Fixable Viability Stain 660,氨基

Preparation

Bring FVS660 dye powder and 190 μl of fresh cell culture-grade Dimethyl Sulfoxide (DMSO; e.g., Sigma D2650) to room temperature. Add 190 μl of DMSO and vortex solution well. Inspect the solution and repeat vortex until the stock dye has fully dissolved. This is the Stock Solution.

Storage

Upon arrival, store the dry dye desiccated and protected from light at -80°C until use. After reconstitution with DMSO, store the Stock Solution at -20°C in small aliquots. Do not use reconstituted dye after 90 days of storage. Please discard the dye solution after 90 days post reconstitution with DMSO.

Cytometry Requirements

Red laser-equipped Flow Cytometers (e.g., BD FACSCanto™ II, BD LSRFortessa™, BD™ LSR II, or BD Accuri™ C6) can be used. This dye can be read out of filters commonly used for APC or Alexa Fluor® 647 (e.g., 660/20 or 670/30). Fluorescence compensation is best achieved using a sample of the cells of interest.

Procedure

Fixable Viability Stain 660 labeling of cells

1. Prepare cells for flow cytometric staining using sodium azide-free buffers.

2. Wash cells one time in sodium azide- and protein-free Dulbecco's Phosphate Buffered Saline (1X DPBS).

3. Resuspend cells at 1-10x10^6 cells/ml in sodium azide- and protein-free 1X DPBS.

4. Add 1 ìl of the BD Horizon™ Fixable Viability Stain 660 Stock Solution for each 1 ml of cell suspension (1:1000) and vortex immediately.

a. Note: We recommend titrating the dye for optimal performance, as different cell types and different applications can result in a wide degree of variability in staining. Please read Note 1 below for guidance on recommended ranges.

5. Incubate the mixture for 10-15 minutes at room temperature or 2-8°C protected from light.

a. Optional: Alternatively, incubate mixtures at 37°C for 5-7 minutes.

6. Wash cells twice with 2 ml of BD Pharmingen™ Stain Buffer (FBS) (Cat. No. 554656) or the equivalent.

7. Decant the supernatant and gently mix to disrupt the cell pellet.

8. Resuspend the cells in Stain Buffer (FBS) or equivalent.

9. Stain, fix and permeabilize cells as desired for downstream applications.

Notes:

1. Each user should determine the optimal concentrations of reagents, cells, and conditions for the assay of interest. We recommend titrating the reagent in early experiments to obtain optimal results. The following are ranges that we have found to work for various cell systems:

a. Lysed Whole Blood: 1:1,000 from the Stock Solution.

b. Primary Cells: 1:1,000 - 1:4,000 from the Stock Solution.

c. Cell Lines: 1:4,000 - 1:10,000 from the Stock Solution.

2. The reactivity of the free dye is quenched by washing with buffer containing protein (e.g., FBS or BSA).

3. Cells may be stained in bulk prior to freezing or staining with fluorescent antibodies.

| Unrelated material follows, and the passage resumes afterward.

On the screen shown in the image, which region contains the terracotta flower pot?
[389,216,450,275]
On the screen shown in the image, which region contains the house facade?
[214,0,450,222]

4. BD Horizon™ Fixable Viability Stain 660 can be used in intracellular staining assays that require fixation with formaldehyde and permeabilization with methanol and detergents such as those used for BD Phosflow™ staining (e.g., Cat. No. 558050, BD Phosflow™ Perm Buffer III), intracellular cytokine staining (e.g., Cat. No. 554714, BD Cytofix/Cytoperm™ Fixation/Permeablization Kit), or transcription factor staining (e.g., Cat. No. 562574/562725, BD Pharmingen™ Transcription Factor Buffer Set).

5. Apoptotic cells can show variable staining. We recommend co-staining with, e.g., Annexin V FITC (Cat. No. 556419) if further analysis is desired for the apoptotic cells.